# Yarn shops in upstate NY



## misenber (Feb 4, 2011)

I am vacationing in a few weeks in upstate New York in a little place called Sodus Point. Can anyone suggest some yarn shops within a fifty mile radius? I have four baby gifts to knit. Thanks in advance. It is one of those vacations where I do nothing but read or knit all day, go out to eat and sleep...sleep...sleep


----------



## janetmdubec (Jul 9, 2012)

May I carry your bags? I'm a native NYorker who lives in the Midwest and seeks every opportunity to go 'home'. I could take to 'activities' you have planned very nicely. However, I regret I don't know of any shops for you. Have a great time!


----------



## Yarn Happy (May 13, 2012)

check it out on the yarn map
http://www.knitmap.com/locations/map/#/origin:Sodus Point, NY/zoom:10/


----------



## Woodstockgranny (Feb 6, 2013)

You'll be in Western New York. Try this link - http://www.quiltvisionusa.com/TopTenQuiltShopsNewYork.html I've been to Quilters Corner and it was very nice. Once you get to one, they are happy to direct you to others. Have a wonderful vacation!


----------



## caloughner (Oct 3, 2011)

The Village Yarn & Fiber Shop, 350 West Commercial St., East Rochester, NY 14445 - 585-586-5470.


----------



## Shelly51 (Dec 29, 2012)

I googled (yarn shops near sodus point ny) and found three. Try that


----------



## misenber (Feb 4, 2011)

It is a nice place to "veg out".


----------



## Marylou12 (Dec 11, 2011)

Are you going to be around Ithaca anD Syracuse?


----------



## tickleknit (Apr 8, 2011)

Jamesville, just a bit south of Syracuse and North Syracuse have 2 shops for you if you want to go that far. Sure there must be some closed in Rochester area.


----------



## CindysKnitN (Oct 15, 2012)

There is one in Geneva http://www.theyarnshopofgeneva.com/

Also in Canandaigua there is "Expressions In Needleart

And in Auburn http://www.alltiedupyarns.com/


----------



## susan1461853 (Dec 8, 2012)

There is a delightful shop in Brighton (suburb of Rochester ) called Yarn Boutique. Amelia has an amazing selection of yarn, books, and accessories. It's my favorite yarn store!! Sodus Point is beautiful.


----------



## tamarque (Jan 21, 2011)

Driving around upstate NY will be a wonderful trip. There are so many beautiful spots in this state.

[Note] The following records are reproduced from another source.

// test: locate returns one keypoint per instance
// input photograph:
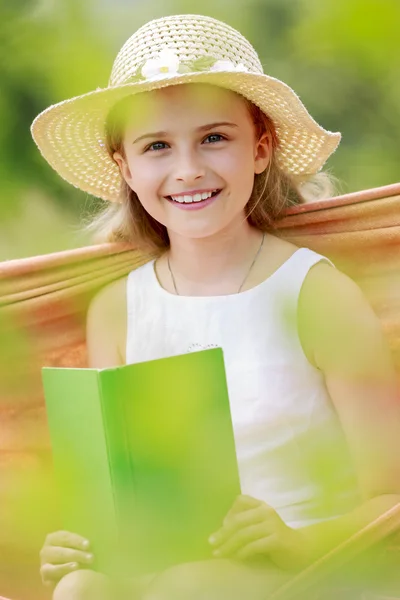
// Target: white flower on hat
(165, 65)
(228, 65)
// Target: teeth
(196, 198)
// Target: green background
(341, 57)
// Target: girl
(198, 153)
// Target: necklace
(244, 280)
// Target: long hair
(273, 192)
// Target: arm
(344, 339)
(106, 326)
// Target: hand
(252, 528)
(63, 552)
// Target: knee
(83, 585)
(190, 581)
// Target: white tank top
(290, 447)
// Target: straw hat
(169, 51)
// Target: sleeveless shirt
(290, 447)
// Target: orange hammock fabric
(43, 303)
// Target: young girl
(198, 153)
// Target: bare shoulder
(335, 318)
(106, 326)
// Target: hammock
(43, 303)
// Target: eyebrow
(202, 128)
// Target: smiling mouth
(190, 199)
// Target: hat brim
(71, 134)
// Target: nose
(189, 166)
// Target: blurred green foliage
(340, 56)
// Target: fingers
(241, 539)
(67, 540)
(58, 556)
(261, 514)
(261, 546)
(51, 574)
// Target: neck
(205, 262)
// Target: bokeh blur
(342, 57)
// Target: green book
(144, 457)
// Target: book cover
(144, 457)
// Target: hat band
(167, 65)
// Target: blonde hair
(273, 192)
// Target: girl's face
(192, 140)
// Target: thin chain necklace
(244, 280)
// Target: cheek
(145, 176)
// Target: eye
(214, 137)
(155, 146)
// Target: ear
(123, 167)
(263, 151)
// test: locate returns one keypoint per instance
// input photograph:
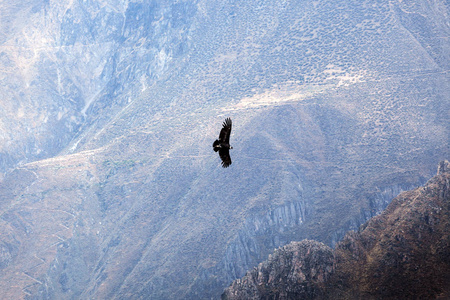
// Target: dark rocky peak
(295, 271)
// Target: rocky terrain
(109, 188)
(404, 253)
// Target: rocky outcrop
(401, 254)
(295, 271)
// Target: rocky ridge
(401, 254)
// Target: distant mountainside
(109, 188)
(404, 253)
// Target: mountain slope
(328, 101)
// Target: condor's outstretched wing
(224, 136)
(225, 157)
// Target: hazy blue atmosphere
(109, 185)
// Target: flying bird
(223, 143)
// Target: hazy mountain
(401, 254)
(111, 189)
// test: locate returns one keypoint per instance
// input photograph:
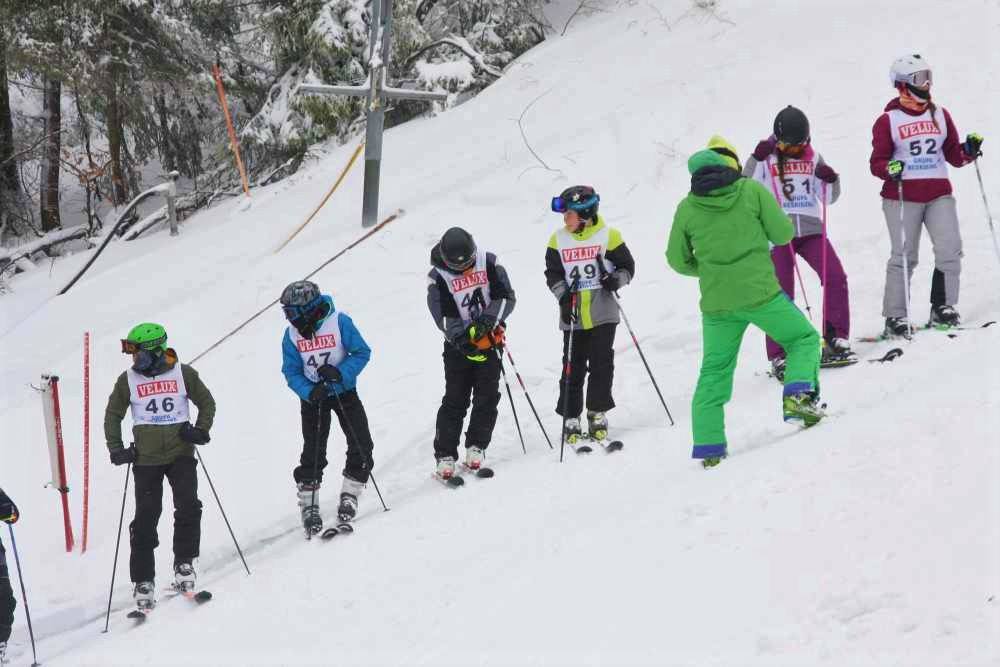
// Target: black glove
(8, 510)
(193, 435)
(330, 373)
(611, 281)
(318, 394)
(464, 344)
(123, 455)
(566, 311)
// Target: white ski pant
(941, 219)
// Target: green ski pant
(722, 334)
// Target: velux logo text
(317, 343)
(471, 280)
(158, 387)
(794, 168)
(583, 254)
(919, 127)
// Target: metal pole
(375, 110)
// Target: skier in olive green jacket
(720, 235)
(157, 389)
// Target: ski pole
(826, 326)
(118, 543)
(531, 403)
(24, 595)
(368, 460)
(315, 479)
(906, 263)
(221, 511)
(635, 341)
(791, 249)
(567, 369)
(986, 205)
(510, 396)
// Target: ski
(452, 482)
(342, 528)
(481, 472)
(609, 446)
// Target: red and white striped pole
(57, 456)
(86, 438)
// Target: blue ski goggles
(560, 205)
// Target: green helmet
(148, 336)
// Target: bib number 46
(166, 404)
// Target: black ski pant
(183, 477)
(7, 601)
(593, 352)
(464, 378)
(316, 431)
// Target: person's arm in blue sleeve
(291, 368)
(358, 352)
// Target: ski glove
(972, 145)
(566, 311)
(764, 149)
(318, 394)
(895, 170)
(193, 435)
(123, 455)
(8, 510)
(825, 173)
(330, 373)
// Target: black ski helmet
(791, 126)
(583, 199)
(458, 250)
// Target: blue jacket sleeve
(358, 352)
(291, 367)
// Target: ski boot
(571, 430)
(944, 317)
(312, 521)
(837, 352)
(897, 327)
(145, 595)
(474, 457)
(711, 461)
(349, 494)
(802, 407)
(445, 468)
(184, 577)
(597, 425)
(778, 369)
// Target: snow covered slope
(873, 539)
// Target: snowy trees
(97, 96)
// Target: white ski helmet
(912, 70)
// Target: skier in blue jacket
(322, 355)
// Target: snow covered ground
(873, 539)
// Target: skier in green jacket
(721, 234)
(157, 390)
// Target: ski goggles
(131, 347)
(560, 205)
(792, 150)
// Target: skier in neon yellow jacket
(720, 235)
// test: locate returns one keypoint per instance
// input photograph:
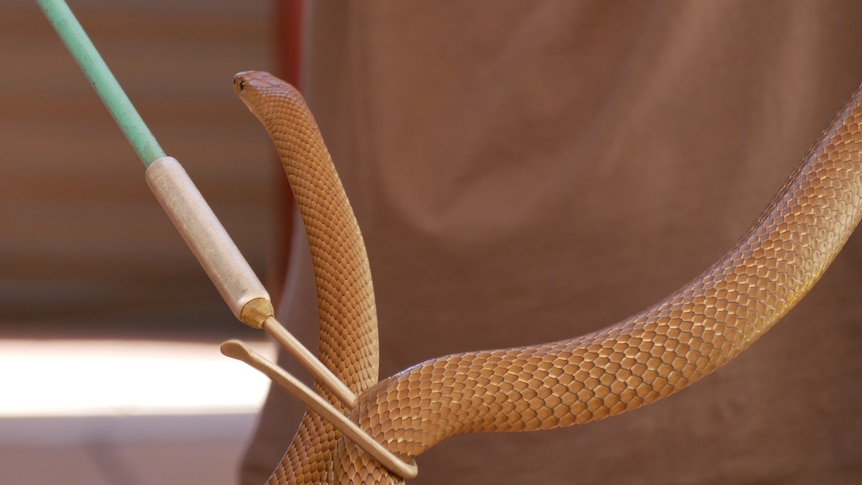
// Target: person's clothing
(530, 171)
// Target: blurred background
(109, 330)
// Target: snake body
(619, 368)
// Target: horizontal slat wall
(84, 247)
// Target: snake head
(267, 96)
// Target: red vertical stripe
(288, 51)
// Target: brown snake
(637, 361)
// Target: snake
(616, 369)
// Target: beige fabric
(529, 171)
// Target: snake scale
(619, 368)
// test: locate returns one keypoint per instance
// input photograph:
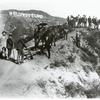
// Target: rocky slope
(71, 72)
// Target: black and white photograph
(50, 49)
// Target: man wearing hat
(9, 45)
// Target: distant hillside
(34, 16)
(26, 20)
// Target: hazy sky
(60, 8)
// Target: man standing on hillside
(9, 45)
(20, 47)
(78, 39)
(89, 22)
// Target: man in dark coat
(48, 46)
(89, 22)
(9, 45)
(20, 47)
(77, 39)
(3, 53)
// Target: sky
(60, 8)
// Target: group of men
(83, 21)
(7, 51)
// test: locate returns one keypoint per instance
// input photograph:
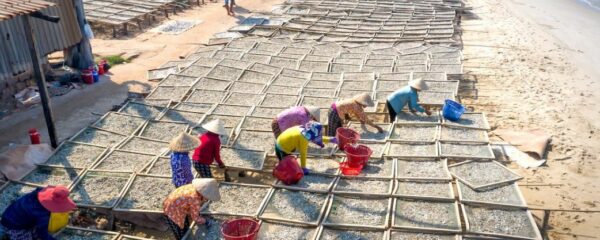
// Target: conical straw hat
(184, 143)
(215, 126)
(315, 112)
(418, 84)
(364, 99)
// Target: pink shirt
(291, 117)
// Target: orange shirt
(350, 108)
(184, 201)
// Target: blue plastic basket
(452, 110)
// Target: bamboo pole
(40, 80)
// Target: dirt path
(75, 110)
(527, 79)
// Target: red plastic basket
(346, 136)
(240, 229)
(357, 155)
(350, 171)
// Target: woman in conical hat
(183, 204)
(36, 214)
(181, 166)
(294, 116)
(297, 139)
(406, 96)
(210, 148)
(348, 109)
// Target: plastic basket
(452, 110)
(346, 136)
(357, 155)
(240, 229)
(350, 171)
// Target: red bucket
(346, 136)
(240, 229)
(357, 155)
(87, 76)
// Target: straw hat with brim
(215, 126)
(364, 99)
(208, 188)
(184, 143)
(56, 199)
(315, 112)
(418, 84)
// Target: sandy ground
(536, 66)
(535, 62)
(75, 110)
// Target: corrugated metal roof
(13, 8)
(50, 37)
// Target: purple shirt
(291, 117)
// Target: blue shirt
(181, 166)
(404, 96)
(27, 213)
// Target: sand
(536, 65)
(522, 57)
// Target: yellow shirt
(292, 140)
(58, 221)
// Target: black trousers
(391, 111)
(177, 231)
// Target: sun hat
(56, 199)
(364, 99)
(184, 143)
(315, 112)
(312, 132)
(208, 188)
(418, 84)
(215, 126)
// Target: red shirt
(209, 149)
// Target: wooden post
(40, 80)
(545, 224)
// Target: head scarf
(312, 131)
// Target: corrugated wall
(50, 37)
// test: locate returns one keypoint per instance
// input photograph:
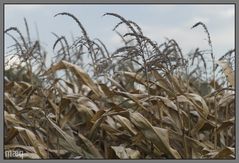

Have a great vacation.


----------



## mombear (Apr 9, 2013)

Hi,
You will be between Oswego & Rochester. (Both fairly large cities)
Try on line for shops.
Hope this helps.
Laura


----------



## lakesideladyknits (Jan 13, 2012)

All Tied Up yarn shop in Auburn, NY. Two shops in Ithaca, if you're working your way south (can't remember their names). And if you get to Watkins Glen, Finger Lakes Fibers.


----------



## lakesideladyknits (Jan 13, 2012)

Oh, and check with Cheryl Schaefer in Interlaken. Although she has closed her dyeing business, she was working on selling off her unsold inventory.


----------



## Kathygirl (Jun 3, 2013)

There is one in Henrietta (Rochester)

http://www.myyarnboutique.com/site_map.htm

I used to live in that area for a bit, and when I go back I always visit, they have beautiful yarns.


----------



## Kathygirl (Jun 3, 2013)

here's the correct addy

http://www.myyarnboutique.com


----------



## sdostman (Jun 9, 2011)

Both Syracuse and Rochester also have A.C.Moore, Michaels and Hobby Lobby


----------



## rlbrown63 (Apr 10, 2013)

I grew up in Geneva NY


----------